I somewhat understand why the game does this. For most of the lines, it's changing one of the constant (or "konstant") colors the TEV has access to, but nothing else. The function that normally does this, GX_SetTevKColor, writes red + alpha, then blue + green, then blue + green again, then blue + green a third time. Libogc says "this two calls should obviously flush the Write Gather Pipe", but what seems important to me is that each write is 5 bytes of data each (0x61 to indicate it's a BP command, the command number (0xe1), and then 3 bytes of data), so the extra 2 blue + green writes are 10 bytes. (The write gather pipe stores groups of 32 bytes, so I don't think this is actually a flush, but it's doing something to work around a hardware quirk.) Metroid Prime's triangles end up being 11 bytes: 0x98 to start a triangle strip, and then 00 08 for the length (8 vertices), and then 00 00 00 00 00 00 00 00 for the actual vertices (which is just the same position 8 times.) So this is probably just a way of working around the same issue.

However, they also send though similar triangles after changing only the line-width configuration, which normally doesn't have a similar flush. I don't know why that might be.

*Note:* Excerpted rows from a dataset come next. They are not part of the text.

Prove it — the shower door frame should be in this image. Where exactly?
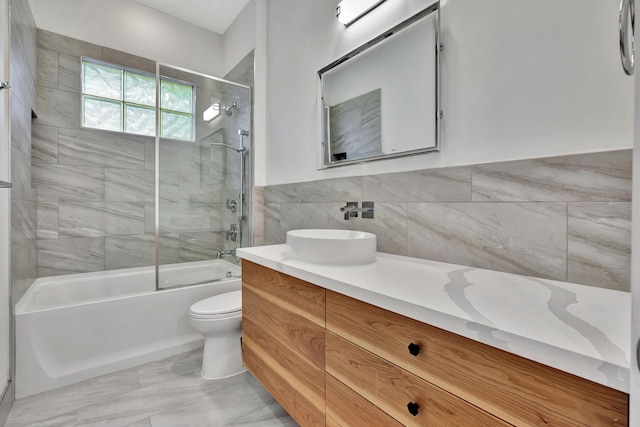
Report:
[0,0,13,418]
[154,62,253,291]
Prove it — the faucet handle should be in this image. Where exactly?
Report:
[340,202,358,220]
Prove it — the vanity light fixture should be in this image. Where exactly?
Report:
[336,0,385,27]
[202,102,220,122]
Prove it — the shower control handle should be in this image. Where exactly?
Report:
[226,224,238,242]
[407,402,420,417]
[407,343,420,356]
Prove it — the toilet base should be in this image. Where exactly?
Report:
[200,331,246,380]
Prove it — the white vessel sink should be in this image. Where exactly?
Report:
[287,229,377,265]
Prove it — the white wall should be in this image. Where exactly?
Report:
[222,0,256,76]
[265,0,633,185]
[29,0,224,76]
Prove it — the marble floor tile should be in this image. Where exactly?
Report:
[136,348,202,387]
[7,349,297,427]
[227,402,298,427]
[78,373,206,427]
[151,373,274,427]
[7,369,139,427]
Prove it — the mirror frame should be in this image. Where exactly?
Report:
[318,2,443,169]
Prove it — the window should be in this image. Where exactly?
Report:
[82,58,194,141]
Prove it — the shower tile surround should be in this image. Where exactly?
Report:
[31,30,253,277]
[9,0,37,304]
[329,89,382,160]
[256,150,632,292]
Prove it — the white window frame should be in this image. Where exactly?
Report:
[80,56,196,142]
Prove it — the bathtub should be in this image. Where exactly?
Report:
[15,260,241,399]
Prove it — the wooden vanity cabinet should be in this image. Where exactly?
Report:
[242,260,325,426]
[326,291,628,427]
[242,260,628,427]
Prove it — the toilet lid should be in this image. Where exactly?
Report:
[191,291,242,315]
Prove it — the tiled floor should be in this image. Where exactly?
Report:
[6,349,297,427]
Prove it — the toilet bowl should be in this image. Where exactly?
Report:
[189,291,245,380]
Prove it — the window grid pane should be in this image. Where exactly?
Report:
[82,60,194,141]
[124,104,156,136]
[160,80,193,114]
[160,110,193,141]
[82,61,122,100]
[82,96,122,131]
[124,71,156,107]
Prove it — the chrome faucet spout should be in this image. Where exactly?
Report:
[216,249,236,259]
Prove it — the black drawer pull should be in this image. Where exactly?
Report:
[408,343,420,356]
[407,402,420,417]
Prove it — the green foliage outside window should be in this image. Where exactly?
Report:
[82,58,193,141]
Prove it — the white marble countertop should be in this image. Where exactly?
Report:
[237,245,631,393]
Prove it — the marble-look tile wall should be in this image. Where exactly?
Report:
[9,0,37,304]
[31,30,252,277]
[263,150,632,291]
[329,89,382,161]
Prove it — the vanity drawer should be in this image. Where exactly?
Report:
[326,374,402,427]
[242,260,325,328]
[327,291,628,427]
[242,265,325,369]
[242,318,326,426]
[326,332,508,427]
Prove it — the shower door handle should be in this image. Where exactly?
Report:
[618,0,636,76]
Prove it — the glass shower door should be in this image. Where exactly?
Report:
[0,0,11,407]
[154,65,251,289]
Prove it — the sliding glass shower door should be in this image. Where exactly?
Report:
[0,0,12,408]
[155,65,251,289]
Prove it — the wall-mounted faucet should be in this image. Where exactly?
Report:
[340,202,373,220]
[216,249,236,260]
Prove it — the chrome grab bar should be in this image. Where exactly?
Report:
[618,0,636,76]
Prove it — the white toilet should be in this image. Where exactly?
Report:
[189,291,245,380]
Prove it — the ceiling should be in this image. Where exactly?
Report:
[132,0,249,34]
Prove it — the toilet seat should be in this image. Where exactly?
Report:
[189,291,242,319]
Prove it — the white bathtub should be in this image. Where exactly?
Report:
[15,260,241,398]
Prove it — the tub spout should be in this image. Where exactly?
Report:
[216,249,236,259]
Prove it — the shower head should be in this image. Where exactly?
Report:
[222,101,238,116]
[202,102,238,122]
[209,142,247,153]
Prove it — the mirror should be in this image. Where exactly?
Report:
[318,4,440,168]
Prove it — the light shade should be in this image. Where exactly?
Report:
[336,0,385,26]
[202,102,220,122]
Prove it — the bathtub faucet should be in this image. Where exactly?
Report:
[217,249,236,259]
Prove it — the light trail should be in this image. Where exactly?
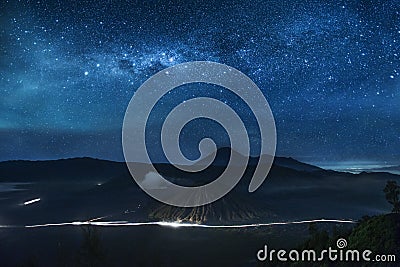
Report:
[24,198,40,206]
[23,219,357,228]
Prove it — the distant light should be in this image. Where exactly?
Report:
[24,198,40,206]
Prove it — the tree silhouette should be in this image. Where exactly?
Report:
[383,181,400,213]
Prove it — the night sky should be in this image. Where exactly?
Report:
[0,0,400,168]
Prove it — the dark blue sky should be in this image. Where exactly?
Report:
[0,1,400,164]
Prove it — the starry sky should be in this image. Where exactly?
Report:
[0,0,400,168]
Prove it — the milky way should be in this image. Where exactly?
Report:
[0,1,400,164]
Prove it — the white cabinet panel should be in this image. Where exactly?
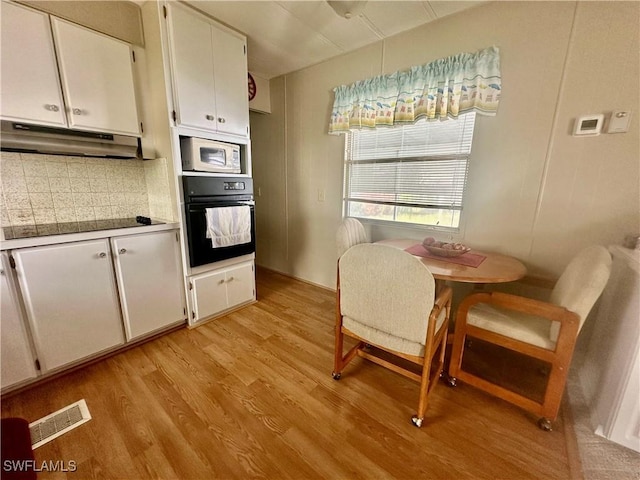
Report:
[111,231,186,340]
[190,261,256,323]
[0,1,140,136]
[51,18,139,135]
[169,1,216,130]
[0,2,66,127]
[13,239,124,371]
[191,271,227,321]
[168,4,249,137]
[226,263,255,307]
[0,252,36,388]
[211,27,249,136]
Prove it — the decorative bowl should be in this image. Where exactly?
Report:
[423,245,471,257]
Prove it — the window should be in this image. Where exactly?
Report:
[344,112,476,230]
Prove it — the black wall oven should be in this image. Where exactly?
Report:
[182,176,256,268]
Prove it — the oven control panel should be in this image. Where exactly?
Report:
[224,182,246,190]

As far as I can tell, the value 0 here doesn't have any special meaning: it really is just referring to index 0, which may be on screen, so culling off-screen triangles (like in PR 11208 won't necessarily help. We could skip degenerate triangles, but I don't know how much of a gain that would be, as changing the point size or line size still would break batching to my understanding.

Actually, I can verify this by skipping triangle strips entirely (by adding if (primitive == OpcodeDecoder::Primitive::GX_DRAW_TRIANGLE_STRIP) return size to VertexLoaderManager::RunVertices); this obviously breaks things, but would be faster than the best case that could be achieved by skipping unwanted triangle strips (since it just skips them all). And that does seem to be the case in practice: performance does increase a fair bit, but there are still 4451 draw calls. I'm not entirely sure how to count D3D calls, but in renderdoc with D3D11, there are 67K EIDs with this change, and 167K without, and in Vulkan, there are 20K EIDs with this change, and 56K without. (I'm not really sure what to make of these numbers, since of course it is skipping a lot of actually important rendering.)

It does seem to be the case that a lot of stuff that's getting drawn (both lines and triangles) is off screen, though, so culling may still help in that way.